When you step back from the cut and thrust of political campaigning and the media spotlight on energy prices in recession-hit Europe, however, a simple explanation does emerge. The political issues hinge on the political parties’ green policy credentials. Backing oil projects in Mexico or accepting donations from energy companies whilst cutting back on tax breaks for renewables casts doubt on emissions reductions pledges and rhetoric. The economic challenges faced by energy suppliers, and getting the best deal for consumers, casts doubt on there being a cohesive, predictable medium to long term energy policy in the UK.
However, what ties the political and economic threads together is carbon, or more to the point, the depressed carbon market and the apparent lack of prioritising carbon at the core of all energy policies. This feels like a major flaw in every party’s thinking because reducing carbon emissions was the motivation for the policies we have now, but they are creating political confusion, market disruptions and critically failing to address carbon emissions in a meaningful or sustainable way.

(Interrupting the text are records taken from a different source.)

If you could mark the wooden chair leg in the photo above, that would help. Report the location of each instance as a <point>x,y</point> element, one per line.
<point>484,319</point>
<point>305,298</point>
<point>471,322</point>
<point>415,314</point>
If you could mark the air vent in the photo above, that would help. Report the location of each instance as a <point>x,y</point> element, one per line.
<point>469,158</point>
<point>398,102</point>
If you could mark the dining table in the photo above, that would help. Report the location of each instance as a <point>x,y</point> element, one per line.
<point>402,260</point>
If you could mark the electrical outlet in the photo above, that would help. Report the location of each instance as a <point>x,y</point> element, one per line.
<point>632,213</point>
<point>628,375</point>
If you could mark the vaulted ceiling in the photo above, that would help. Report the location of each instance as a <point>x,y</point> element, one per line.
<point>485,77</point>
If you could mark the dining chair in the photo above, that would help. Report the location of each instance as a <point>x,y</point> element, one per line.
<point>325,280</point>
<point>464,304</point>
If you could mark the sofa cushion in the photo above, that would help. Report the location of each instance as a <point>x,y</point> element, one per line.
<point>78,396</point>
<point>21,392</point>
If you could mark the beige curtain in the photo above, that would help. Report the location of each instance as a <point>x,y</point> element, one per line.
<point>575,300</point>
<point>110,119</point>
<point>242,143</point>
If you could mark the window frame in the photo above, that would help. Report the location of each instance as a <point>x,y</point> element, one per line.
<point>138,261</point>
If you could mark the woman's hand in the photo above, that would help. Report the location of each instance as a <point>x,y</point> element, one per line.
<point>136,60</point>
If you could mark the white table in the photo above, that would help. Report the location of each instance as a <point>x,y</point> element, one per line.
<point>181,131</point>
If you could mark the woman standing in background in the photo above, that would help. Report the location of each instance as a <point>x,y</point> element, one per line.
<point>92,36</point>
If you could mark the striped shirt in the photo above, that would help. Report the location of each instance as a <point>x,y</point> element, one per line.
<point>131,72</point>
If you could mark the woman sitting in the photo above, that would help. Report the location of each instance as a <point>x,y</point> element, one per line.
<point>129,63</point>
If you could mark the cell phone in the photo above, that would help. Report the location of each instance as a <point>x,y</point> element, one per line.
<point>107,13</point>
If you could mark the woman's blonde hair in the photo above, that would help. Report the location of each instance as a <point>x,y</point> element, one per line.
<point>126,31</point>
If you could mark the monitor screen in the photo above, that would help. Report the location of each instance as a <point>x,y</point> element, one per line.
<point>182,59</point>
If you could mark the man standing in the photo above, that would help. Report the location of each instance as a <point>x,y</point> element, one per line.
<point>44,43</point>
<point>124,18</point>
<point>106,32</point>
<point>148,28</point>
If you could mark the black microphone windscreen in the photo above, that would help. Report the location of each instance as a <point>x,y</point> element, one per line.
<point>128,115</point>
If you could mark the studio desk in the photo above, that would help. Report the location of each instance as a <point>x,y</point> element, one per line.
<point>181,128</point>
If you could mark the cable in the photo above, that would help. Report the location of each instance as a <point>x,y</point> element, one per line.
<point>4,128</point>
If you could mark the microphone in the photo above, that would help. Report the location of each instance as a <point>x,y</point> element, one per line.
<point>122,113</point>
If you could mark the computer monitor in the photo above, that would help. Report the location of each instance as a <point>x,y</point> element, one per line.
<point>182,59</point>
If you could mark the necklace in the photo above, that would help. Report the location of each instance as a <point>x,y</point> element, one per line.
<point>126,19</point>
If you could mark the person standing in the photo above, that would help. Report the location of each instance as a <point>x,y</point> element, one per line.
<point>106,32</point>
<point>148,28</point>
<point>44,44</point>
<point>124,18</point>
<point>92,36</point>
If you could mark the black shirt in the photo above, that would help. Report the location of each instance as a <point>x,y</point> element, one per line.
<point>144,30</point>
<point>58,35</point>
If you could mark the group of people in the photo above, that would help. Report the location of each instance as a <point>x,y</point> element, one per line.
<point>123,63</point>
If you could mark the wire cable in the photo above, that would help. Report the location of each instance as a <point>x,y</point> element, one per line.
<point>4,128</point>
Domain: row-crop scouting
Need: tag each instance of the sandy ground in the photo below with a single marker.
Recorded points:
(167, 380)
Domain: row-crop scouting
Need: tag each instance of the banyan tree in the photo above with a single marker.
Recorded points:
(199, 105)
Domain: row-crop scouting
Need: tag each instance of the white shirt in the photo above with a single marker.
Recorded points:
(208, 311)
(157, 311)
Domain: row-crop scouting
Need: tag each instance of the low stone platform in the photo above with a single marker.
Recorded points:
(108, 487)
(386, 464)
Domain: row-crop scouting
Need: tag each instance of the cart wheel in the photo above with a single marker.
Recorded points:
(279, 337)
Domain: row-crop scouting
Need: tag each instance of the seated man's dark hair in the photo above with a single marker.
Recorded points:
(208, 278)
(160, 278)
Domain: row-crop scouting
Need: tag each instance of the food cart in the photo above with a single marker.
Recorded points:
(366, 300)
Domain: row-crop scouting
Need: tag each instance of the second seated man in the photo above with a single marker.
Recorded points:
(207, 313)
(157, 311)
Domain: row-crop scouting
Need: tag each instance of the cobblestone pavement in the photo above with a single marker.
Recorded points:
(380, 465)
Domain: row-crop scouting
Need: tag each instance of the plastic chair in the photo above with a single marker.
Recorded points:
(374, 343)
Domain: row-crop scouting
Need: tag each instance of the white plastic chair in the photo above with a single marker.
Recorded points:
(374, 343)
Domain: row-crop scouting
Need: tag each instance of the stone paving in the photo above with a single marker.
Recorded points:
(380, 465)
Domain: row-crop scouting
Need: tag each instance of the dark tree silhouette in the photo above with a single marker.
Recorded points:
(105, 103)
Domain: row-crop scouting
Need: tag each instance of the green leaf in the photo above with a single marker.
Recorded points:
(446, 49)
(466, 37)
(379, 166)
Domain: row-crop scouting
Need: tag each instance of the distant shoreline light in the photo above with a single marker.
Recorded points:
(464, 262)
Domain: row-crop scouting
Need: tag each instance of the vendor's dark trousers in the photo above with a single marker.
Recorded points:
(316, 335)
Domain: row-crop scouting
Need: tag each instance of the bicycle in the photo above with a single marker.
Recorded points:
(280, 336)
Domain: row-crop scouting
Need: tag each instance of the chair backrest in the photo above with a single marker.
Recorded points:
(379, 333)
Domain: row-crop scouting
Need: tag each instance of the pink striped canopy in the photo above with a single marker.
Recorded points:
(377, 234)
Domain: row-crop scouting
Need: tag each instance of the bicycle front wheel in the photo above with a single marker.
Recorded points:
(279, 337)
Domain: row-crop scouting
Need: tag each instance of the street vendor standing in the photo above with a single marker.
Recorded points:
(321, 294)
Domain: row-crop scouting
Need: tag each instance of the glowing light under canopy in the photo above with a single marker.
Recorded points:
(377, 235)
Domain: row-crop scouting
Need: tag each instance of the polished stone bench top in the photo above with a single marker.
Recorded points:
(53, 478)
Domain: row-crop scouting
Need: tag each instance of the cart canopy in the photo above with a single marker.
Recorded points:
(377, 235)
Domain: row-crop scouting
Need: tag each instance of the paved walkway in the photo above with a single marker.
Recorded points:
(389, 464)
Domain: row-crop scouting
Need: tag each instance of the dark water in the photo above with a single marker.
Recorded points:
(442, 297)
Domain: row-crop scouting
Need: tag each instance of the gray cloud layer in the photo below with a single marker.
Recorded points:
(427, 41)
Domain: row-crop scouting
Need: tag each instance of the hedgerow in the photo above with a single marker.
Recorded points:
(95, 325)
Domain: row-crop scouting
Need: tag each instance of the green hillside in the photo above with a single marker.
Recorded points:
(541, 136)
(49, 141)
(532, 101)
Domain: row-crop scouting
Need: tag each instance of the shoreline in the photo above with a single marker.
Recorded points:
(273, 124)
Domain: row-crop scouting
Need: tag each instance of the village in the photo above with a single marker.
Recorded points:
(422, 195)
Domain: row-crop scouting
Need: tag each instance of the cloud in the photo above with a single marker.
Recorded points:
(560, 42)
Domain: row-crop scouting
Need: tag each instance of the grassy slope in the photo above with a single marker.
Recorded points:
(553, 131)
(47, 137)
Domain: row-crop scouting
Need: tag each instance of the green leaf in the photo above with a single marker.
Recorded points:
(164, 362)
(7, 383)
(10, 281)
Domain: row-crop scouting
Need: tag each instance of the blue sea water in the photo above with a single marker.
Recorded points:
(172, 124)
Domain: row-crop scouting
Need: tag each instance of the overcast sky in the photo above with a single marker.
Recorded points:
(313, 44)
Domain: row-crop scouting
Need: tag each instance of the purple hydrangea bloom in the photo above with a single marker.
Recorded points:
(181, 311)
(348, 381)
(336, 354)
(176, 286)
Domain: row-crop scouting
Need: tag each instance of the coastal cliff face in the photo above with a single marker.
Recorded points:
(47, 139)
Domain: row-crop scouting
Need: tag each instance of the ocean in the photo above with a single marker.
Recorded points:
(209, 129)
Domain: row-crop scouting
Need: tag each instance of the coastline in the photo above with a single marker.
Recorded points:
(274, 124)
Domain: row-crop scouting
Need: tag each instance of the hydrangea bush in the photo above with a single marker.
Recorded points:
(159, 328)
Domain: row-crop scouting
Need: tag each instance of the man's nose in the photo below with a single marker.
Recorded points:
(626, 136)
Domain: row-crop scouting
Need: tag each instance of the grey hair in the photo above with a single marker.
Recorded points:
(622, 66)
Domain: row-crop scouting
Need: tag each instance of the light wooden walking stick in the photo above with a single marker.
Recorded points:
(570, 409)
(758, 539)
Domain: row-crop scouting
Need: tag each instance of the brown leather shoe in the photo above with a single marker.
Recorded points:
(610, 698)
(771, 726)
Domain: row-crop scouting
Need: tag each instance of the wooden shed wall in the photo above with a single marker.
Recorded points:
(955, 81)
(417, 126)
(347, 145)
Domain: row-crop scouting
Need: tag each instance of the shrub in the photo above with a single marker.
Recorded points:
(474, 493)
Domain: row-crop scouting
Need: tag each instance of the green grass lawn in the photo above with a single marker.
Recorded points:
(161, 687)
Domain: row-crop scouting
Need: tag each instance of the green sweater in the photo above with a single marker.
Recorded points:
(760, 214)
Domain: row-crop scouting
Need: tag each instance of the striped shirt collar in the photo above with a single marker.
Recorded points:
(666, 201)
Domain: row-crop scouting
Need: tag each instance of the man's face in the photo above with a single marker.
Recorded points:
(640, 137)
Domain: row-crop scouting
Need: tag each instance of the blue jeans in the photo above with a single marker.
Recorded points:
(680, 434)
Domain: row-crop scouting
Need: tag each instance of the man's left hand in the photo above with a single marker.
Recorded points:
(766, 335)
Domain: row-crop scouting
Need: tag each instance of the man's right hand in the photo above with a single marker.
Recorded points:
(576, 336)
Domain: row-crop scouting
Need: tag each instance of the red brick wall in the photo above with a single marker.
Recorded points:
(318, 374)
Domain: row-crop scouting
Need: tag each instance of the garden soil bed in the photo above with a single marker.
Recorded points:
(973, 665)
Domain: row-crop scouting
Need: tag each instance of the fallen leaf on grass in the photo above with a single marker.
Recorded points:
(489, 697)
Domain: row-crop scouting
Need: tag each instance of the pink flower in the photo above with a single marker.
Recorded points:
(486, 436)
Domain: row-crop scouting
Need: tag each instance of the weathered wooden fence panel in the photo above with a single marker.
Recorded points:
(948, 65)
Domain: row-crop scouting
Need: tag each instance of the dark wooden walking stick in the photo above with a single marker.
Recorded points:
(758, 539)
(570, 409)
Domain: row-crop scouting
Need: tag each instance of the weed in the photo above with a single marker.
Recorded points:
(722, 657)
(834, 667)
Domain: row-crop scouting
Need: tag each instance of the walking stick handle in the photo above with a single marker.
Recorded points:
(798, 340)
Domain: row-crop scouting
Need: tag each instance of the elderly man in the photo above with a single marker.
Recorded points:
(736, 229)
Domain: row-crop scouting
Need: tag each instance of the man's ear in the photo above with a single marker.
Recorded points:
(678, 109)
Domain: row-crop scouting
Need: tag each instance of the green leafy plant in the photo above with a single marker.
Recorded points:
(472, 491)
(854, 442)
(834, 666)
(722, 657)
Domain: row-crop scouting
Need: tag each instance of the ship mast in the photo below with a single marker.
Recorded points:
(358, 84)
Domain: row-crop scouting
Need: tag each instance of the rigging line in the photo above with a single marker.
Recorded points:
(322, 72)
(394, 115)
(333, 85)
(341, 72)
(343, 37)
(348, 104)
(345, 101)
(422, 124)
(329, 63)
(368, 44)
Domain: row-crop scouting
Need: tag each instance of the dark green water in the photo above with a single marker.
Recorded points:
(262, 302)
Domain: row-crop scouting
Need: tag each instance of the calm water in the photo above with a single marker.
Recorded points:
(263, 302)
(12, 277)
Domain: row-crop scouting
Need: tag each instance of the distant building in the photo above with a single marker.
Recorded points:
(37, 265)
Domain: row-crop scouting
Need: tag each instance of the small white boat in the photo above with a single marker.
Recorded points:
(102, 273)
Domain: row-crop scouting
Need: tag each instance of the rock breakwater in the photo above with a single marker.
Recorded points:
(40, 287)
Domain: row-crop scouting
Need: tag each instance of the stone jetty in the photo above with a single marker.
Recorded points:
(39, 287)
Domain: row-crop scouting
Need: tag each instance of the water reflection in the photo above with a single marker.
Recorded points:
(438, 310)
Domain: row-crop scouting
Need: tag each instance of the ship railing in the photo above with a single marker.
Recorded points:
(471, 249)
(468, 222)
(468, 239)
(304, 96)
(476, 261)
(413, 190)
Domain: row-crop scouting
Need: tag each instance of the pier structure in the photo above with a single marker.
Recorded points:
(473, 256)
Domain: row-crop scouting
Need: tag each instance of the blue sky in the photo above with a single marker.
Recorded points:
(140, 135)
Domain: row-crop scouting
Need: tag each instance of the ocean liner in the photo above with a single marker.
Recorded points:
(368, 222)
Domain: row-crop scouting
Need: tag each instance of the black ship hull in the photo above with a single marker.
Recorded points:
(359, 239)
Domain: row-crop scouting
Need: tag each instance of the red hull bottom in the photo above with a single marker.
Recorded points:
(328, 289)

Whereas the energy market has long been manipulated by indirect subsidies for renewables, and investments have been artificially buoyed by tax reliefs, the carbon market has slumped from a €30 high in the EU (2006) to a permanent low level around €6 now. Moreover, carbon markets around the world are hit and miss, underdeveloped or non-existent. The Clean Development Mechanism and other Kyoto inspired carbon reductions schemes simply haven’t delivered the reductions needed as a result of the low cost of carbon and the glut of allowances in the EU and USA. There’s no doubt that the CDM (and its European equivalent the Joint Implementation) have been far and away the most successful emissions reducing mechanisms to date, but in the big picture they’ve only managed to slow the rise of emissions rather than reduce them in real terms.
This picture might be improved when you consider about 900 million EU carbon allowances are planned to be revoked in a process called “backloading”, but that’s a temporary fix to try and stimulate the EU market. There are 46 carbon markets in the world, but they account for only 12% of global emissions. But carbon (and reducing emissions of it) remains the basic motivation for the political battles that have spawned the complex, messy situation in UK energy policy and created the indirect subsidy schemes and tax incentives that are now being scaled back and removed.
So in a way, we can predict a lot more name calling and market instability until the carbon policy issue is solved. Pundits and NGOs are predicting carbon prices will rise, estimating cap-and-trade will be the government policy that most countries will adopt. It’s already present in China, some EU countries and a handful of US states, and it seems to be working. Until cap-and-trade becomes part of UK energy policy, or we follow the Swedish example of a full blown carbon tax, the political scene and the energy market will remain chaotic. In the mean time, investors would be wise to look for projects in South America where the geography and growing economic stability means CO2e reducing energy projects make more sense than fossils without the need for complex political interference in domestic energy markets.